Später, zu Beginn des zweiten Aufzugs, wiederholt sich die Szene im
richtigen Leben: Eben erlosch das Licht im Zuschauerraum, die Musik hebt an
- da pocht ein Zu-spät-Kommender aufgeregt laut an eine der unwiderruflich
verriegelten Türen. So einsam wie im leeren Foyer ist ein Festspielgast
selten.
Er versäumt den Fortgang eines kuriosen Experiments. Dafür hat Regisseur
Hans Neuenfels die Bühne der am Sonntag eröffneten Festspiele als Labor
herrichten lassen; einfallsreich tat das für ihn sein Szenenbildner Reinhard
von der Thannen, der mehr noch als fabelhafter Erfinder zahlloser Kostüme
brilliert. Das Publikum bestürmt, am Ende, den Regisseur mit Buhs; er winkt
bloß ab: Der 69-Jährige, eine Legende unter den Rebellen seinesgleichen, ist
dergleichen gewohnt.
Antiseptische Welt
Irgendwie muss es sein Lohengrin (Jonas Kaufmann) geschafft haben: Einlass
erhält er in die antiseptische Welt - und trifft auf ein Volk schwarzer und
weißer Ratten (der famose Chor, von Eberhard Friedrich für seine kolossale
Aufgabe mit so viel Stimmkraft wie -feinheit präpariert). Durchnummerierte
Viehcher mit langen Köpfen, Fingern, Zehen: Eines löst sich, um ein
Messerattentat zu verüben auf Heinrich, den König in schwächelnder
Menschengestalt (aber mit delikat-deutlichem Bass: Georg Zeppenfeld). Rasch
überwältigen grüne Laborgehilfen den Aufrührer und führen ihn ab.

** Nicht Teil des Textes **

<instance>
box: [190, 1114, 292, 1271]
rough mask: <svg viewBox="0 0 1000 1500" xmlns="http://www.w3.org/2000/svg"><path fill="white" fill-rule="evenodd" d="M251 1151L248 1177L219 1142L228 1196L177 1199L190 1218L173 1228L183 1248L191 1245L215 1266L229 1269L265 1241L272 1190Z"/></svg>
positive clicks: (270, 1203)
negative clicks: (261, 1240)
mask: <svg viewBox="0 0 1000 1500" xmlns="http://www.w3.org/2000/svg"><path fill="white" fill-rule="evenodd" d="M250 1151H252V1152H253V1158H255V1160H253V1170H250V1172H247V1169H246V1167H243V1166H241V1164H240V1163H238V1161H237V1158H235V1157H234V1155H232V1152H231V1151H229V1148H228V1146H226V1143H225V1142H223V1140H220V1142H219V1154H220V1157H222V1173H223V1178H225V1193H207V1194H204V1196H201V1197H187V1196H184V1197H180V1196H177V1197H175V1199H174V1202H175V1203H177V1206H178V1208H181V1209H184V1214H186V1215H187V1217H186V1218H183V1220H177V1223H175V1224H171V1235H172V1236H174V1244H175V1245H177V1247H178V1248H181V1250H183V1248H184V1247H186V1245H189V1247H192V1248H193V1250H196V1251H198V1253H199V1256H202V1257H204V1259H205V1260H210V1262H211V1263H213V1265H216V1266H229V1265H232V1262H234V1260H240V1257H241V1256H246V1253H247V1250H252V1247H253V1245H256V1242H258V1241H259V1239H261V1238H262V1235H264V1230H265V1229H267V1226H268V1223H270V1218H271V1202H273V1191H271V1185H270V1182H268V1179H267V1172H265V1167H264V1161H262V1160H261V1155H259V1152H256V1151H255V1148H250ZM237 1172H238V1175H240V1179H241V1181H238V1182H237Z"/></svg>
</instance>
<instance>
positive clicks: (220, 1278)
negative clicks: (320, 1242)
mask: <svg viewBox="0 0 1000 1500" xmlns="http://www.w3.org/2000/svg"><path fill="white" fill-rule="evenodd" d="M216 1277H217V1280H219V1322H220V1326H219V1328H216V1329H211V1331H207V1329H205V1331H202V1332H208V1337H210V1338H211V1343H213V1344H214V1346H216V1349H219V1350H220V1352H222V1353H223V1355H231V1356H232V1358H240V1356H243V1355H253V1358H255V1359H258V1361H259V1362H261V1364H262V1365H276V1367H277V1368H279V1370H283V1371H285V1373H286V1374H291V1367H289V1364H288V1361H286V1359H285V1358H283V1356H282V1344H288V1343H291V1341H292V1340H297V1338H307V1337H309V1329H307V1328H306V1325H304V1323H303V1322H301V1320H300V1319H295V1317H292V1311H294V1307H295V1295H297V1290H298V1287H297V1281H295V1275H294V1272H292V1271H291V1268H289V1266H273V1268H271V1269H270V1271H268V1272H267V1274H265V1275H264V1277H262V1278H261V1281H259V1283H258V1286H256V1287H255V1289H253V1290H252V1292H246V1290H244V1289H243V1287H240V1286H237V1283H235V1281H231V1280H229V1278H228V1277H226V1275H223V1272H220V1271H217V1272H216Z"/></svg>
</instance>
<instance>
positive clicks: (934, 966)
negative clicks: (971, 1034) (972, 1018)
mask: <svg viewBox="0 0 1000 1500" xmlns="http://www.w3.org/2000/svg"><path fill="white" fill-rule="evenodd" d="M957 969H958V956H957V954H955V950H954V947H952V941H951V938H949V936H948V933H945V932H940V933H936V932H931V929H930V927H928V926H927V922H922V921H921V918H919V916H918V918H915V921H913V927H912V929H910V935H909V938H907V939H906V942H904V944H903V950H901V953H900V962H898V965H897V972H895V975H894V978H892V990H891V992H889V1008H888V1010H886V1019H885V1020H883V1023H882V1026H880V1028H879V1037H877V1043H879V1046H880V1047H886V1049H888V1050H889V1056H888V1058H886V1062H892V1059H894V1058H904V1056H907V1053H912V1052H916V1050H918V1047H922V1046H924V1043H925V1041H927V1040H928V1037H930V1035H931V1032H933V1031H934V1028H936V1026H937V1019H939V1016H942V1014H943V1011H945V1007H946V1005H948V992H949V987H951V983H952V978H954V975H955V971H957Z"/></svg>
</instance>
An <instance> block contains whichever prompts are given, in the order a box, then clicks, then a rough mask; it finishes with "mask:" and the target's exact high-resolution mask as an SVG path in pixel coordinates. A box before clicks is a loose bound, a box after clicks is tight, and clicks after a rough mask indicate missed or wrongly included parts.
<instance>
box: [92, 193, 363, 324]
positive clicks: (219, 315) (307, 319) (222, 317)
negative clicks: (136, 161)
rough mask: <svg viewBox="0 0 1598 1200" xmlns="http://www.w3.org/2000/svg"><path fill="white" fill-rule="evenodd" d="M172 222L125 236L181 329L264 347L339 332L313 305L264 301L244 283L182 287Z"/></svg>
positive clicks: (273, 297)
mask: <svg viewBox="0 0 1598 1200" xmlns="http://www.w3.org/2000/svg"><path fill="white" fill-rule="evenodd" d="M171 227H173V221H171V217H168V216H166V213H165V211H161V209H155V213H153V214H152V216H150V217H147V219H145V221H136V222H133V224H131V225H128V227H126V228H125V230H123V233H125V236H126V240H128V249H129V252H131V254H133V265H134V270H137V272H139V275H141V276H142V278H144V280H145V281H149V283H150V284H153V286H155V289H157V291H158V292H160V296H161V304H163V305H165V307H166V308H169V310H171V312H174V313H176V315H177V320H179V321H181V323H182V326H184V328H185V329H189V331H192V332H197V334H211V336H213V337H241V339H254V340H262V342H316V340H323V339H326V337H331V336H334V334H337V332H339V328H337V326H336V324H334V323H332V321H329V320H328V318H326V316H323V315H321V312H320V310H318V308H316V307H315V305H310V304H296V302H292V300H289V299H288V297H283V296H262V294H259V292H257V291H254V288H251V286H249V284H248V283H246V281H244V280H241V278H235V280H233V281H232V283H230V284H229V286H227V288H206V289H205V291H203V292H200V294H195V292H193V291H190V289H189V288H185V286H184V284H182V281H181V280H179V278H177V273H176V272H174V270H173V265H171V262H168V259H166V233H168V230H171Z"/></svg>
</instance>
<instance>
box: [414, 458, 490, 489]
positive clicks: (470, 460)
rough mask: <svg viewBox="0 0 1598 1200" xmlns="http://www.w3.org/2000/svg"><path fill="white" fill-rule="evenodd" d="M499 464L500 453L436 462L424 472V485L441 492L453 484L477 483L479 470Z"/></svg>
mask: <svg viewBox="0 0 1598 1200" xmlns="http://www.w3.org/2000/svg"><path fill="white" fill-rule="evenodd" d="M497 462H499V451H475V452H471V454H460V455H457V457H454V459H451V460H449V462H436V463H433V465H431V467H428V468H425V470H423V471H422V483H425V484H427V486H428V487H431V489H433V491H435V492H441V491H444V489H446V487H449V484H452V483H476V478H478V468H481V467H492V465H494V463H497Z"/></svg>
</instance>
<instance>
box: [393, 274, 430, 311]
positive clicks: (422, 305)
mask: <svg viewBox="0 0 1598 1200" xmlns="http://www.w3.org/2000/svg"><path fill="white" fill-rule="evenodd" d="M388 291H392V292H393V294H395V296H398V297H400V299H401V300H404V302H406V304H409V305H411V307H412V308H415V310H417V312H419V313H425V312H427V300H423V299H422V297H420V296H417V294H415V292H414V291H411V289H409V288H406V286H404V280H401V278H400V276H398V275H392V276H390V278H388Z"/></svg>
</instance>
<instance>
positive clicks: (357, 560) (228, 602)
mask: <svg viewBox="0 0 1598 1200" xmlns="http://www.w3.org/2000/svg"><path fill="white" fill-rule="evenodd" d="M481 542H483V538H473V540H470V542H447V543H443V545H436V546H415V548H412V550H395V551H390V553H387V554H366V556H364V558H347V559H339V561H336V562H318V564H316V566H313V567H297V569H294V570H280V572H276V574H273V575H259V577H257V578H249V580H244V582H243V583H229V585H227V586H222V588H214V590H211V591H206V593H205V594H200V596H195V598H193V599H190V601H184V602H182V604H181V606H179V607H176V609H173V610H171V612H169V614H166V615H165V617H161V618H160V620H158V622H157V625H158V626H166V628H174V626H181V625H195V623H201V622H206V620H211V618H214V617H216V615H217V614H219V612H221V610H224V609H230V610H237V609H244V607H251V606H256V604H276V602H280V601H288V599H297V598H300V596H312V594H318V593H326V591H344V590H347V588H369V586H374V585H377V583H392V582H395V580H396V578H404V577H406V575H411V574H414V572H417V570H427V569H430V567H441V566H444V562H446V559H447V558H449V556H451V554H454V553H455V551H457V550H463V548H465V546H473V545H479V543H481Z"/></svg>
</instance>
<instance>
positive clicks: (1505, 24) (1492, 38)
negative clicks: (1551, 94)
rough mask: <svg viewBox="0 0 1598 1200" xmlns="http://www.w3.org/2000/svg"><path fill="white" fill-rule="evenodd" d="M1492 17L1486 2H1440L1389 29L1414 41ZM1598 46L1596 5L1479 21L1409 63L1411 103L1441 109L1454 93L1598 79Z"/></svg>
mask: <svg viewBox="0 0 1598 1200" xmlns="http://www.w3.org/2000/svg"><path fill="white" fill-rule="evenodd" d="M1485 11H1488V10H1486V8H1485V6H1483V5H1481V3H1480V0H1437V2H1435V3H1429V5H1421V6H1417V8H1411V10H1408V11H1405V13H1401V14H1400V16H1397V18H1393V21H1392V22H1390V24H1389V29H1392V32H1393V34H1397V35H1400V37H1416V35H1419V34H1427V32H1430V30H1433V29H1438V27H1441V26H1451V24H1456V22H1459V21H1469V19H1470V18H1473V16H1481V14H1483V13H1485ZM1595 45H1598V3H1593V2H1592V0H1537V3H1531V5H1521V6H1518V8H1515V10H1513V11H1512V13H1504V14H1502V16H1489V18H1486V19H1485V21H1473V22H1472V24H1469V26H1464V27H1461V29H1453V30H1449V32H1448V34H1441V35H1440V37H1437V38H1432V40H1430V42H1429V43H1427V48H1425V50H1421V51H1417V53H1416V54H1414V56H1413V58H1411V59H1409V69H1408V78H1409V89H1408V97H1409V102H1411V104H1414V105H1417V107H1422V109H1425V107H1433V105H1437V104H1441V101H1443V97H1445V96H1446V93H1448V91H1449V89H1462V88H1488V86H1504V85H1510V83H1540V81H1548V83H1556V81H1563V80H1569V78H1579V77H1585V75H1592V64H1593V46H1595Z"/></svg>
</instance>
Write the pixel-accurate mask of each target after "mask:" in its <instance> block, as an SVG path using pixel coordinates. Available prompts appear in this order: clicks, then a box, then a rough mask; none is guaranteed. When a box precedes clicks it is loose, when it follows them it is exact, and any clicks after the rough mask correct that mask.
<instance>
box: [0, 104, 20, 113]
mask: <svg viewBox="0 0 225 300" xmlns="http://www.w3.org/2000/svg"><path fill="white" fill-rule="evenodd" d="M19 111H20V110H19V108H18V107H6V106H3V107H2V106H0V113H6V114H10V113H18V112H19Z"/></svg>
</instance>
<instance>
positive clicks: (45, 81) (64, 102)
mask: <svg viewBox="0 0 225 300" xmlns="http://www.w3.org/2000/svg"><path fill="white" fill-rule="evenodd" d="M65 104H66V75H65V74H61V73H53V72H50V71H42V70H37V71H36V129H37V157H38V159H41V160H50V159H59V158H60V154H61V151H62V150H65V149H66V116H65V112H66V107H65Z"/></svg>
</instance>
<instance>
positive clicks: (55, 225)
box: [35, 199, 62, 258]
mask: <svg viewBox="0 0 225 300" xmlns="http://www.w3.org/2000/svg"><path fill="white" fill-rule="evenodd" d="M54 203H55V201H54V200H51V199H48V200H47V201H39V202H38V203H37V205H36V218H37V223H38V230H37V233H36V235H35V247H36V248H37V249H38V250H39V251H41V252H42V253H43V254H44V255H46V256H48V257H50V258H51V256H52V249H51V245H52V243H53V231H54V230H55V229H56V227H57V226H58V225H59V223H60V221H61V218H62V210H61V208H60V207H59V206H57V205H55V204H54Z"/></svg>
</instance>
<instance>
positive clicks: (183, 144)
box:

Das Chaos im Reich der Ratten in Ordnung zu bringen, sie zum Menschsein zu
befreien, nimmt Lohengrin sich vor. Die Unschuld der angeklagten Elsa muss
er beweisen, dann darf er die Schöne gleich freien, und alle Einsamkeit,
auch die ihre, nimmt ein Ende. "Ich liebe dich", schwärmt er in ihr Gesicht,
kaum dass er sie zum ersten Mal sah; und sie schwört sofort zurück, ihn nie
nach "Nam' und Art" zu fragen. Der große Unbekannte fürs Ehebett: Kann das
gut gehen?
Wie ein planloses Labor-Experiment missrät der Liebes-Versuch. Dafür sorgen
bekanntlich Hexe Ortrud und Telramund, ihr manipulierbarer Gatte: Er,
Hans-Joachim Ketelsen, mit tonarm-harter, wenigstens textverständlicher
Sprechstimme; und Evelyn Herlitzius: Einst Bayreuths zierlichste Brünnhilde,
lässt sie jetzt ihre Stimme nur noch toben, erledigt bis zur
Nuancenlosigkeit.
In puncto Seele trägt Annette Dasch den Sieg über sie davon. Ihre Elsa
entfaltet sich aus Eingeschüchtertsein; fast kammermusikalisch offenbart
sich die farbenreich-frauliche Innigkeit ihres Soprans in den Dialogszenen
mit Lohengrin. Der lässt sich schonungsvoll mild auf sie ein - Jonas
Kaufmann, ein Sänger mit so viel Affront wie Ausdruck in der Stimme, einer,
der durchaus zu strahlen versteht; gleichwohl nutzt er seinen eigen- und
einzigartig dunklen Tenor dazu, tief ins Menschliche, in Hoffnung, Täuschung
und Enttäuschung zu loten. Das Publikum feiert ihn: kein Held, ein Star.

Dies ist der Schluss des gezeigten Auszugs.